By Trevor Weir
The term Niche Internet Marketing is bandied about by online marketers like it’s the cure for all ills. You
can’t turn around in one of those heavily trafficked internet seminars where thousands meet to “find the cure” without running into half a dozen splinter groups discussing the merits/demerits ( but mostly merits ) of tightly focused Niche marketing.
So, for the newbies amongst us, what is niche marketing?
Perhaps its best explained by first discussing what it’s not. Niche marketing is not marketing to a mysterious marketing segment called niche, nor is there a product called niche that a huge underground swell of people are clamoring over insurmountable walls to get. Nor, is there usually a department within any major corporation that has a position open in their niche marketing department. So don’t call Human Resources at your local City Council and ask for a position in their niche marketing department. Sorry, just had to get that one out of the way, lol.
Niche marketing example
I am going to make up a definition on the fly here. Niche marketing is marketing that is directed very specifically at a very narrow vertical market segment. So, let’s try this one.
Marketing to those that
– buy running shoes. Niche or not? Not
– buy Nike running shoes. Niche or not. Not (What did that surprise you?)
– buy marathon capable Nike runners. Niche or not. Uhmm you’re getting warmer.
– buy high arched marathon capable Nike runners. Niche or not. Yes absolutely!
This last example sounds like a niche for sure. It has a narrow focus and we have eliminated several wider approaches to our target audience. So, should we run out and stock up on these specialty running shoes in anticipation of the demand?
Not by a long shot. If you are reading this now, thinking that I am holding back, stop, don’t do it. Our research hasn’t even begun yet.
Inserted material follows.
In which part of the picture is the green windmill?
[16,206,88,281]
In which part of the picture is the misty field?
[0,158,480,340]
That was merely an example of what a niche market might look like, but for any number of reasons, I would never enter that marketplace – and I don’t much care if 4 of my marathon running friends ask me for those specific shoes next week.
So was that a poor example of a Niche Market ?
It wasn’t necessarily a poor example, but the truth is – far more research is required. To start off with, are those actually the keywords that people use to search for this product?
Since 60-70% of your expected traffic may be coming off of one of the 3 big search engines, you must truly know exactly what terms they are using and how many potential buyers are using that term and lastly how much competition is actively attempting to get that same traffic.
And after traffic evaluations, then would this be a good idea …?
This is where a wiser head, who has hopefully made this mistake already, can potentially save you some months in wasted effort.
You have now accurately found 4 phrases that the public is using to search for this product.
You may for example have also determined that there may be less than 200 other websites vying for the 1500 customers inquiring monthly.
As Yoda might say, “Ready are we to raid the College funds for some seed money”
A wise head must say, at this point, don’t spend a dime,nickel, peso or whatever. Drop shipping services will send the product to your customer without you spending one centavo
An even wiser head might say, hold on a bit. Is there any upsell possibility here? You might pause and say, sure research has shown that runners wear these marathon shoes out every 3-400 miles – so the recurring revenue possibilities are astounding.
Can’t argue with that, right? But will the shopper come back to your page to buy that second set of running shoes or will they go direct to walmart, nike or whoever you used for your drop shipping. Or now that you have educated them about how wonderful this shoe type is, won’t they simply go across town to a
specialty shoe sports outfit and try on a few pairs there?
Let’s just ponder this question – When is a niche market not a niche?